I have been using blogs to allow students to respond to a question online rather than always in class. I have allowed the freedom to respond at their convenience. Referring back to my baking analogy, I begin to think how I can move beyond the Easy Bake oven to a blogging recipe that has even more educational nutritional value. What I mean by that is a blogging experience where students are creating their own blogs that are true to the blogging form – a log of links and comments and posts that provoke peers to think, link and learn. Stephen Downes says “Blogging is something defined by format and process, not by content”.
Format and process? Not content? Is this Marshall McLuhan’s voice in a Web 2.0 world where the media is the message?

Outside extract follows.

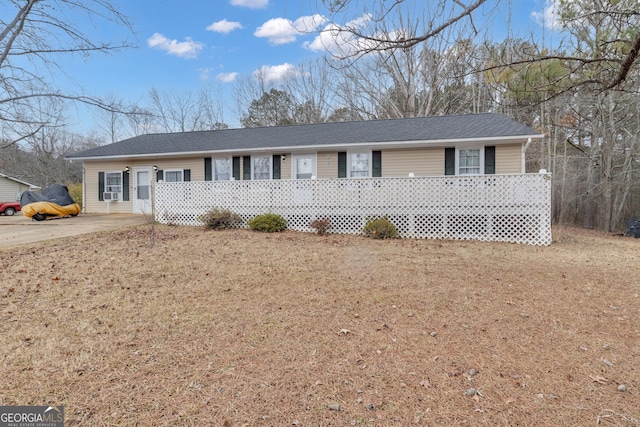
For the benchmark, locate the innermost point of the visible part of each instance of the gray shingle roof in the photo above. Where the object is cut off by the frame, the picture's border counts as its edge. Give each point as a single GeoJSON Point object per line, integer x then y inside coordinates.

The act of blogging is certainly about the interactive process of linking and commenting. If students are to create their own blogs, they would be engaged in a world where they will be linking and blogging and commenting on ideas that far outreach the walls of the classroom. To a blogger, they would have reached blogging perfection. Yet, for a teacher this walks a fine line of danger. Students might be exposing themselves to information that is inaccurate or does not uphold the morals of the school. Thus, content in the form of response blogs became the safe route.
I had to stop writing this blog entry partly because I was not sure I agreed with the last claim I made. I think blogging in the classroom can be about process and format and content all together. Blogging and linking to research is a great tool to teach media literacy and to teach about reputable research sources. It also forces students to reference their research. All three of these strands of curriculum are important and their longevity and applicability far extend the cyber-world of blogging.
Finally, I think what would be so incredible in a classroom is if students begin to reference each other and link to each others’ blogs. This can be useful when examining literature or creating seminars that examine particular aspects of a piece of text.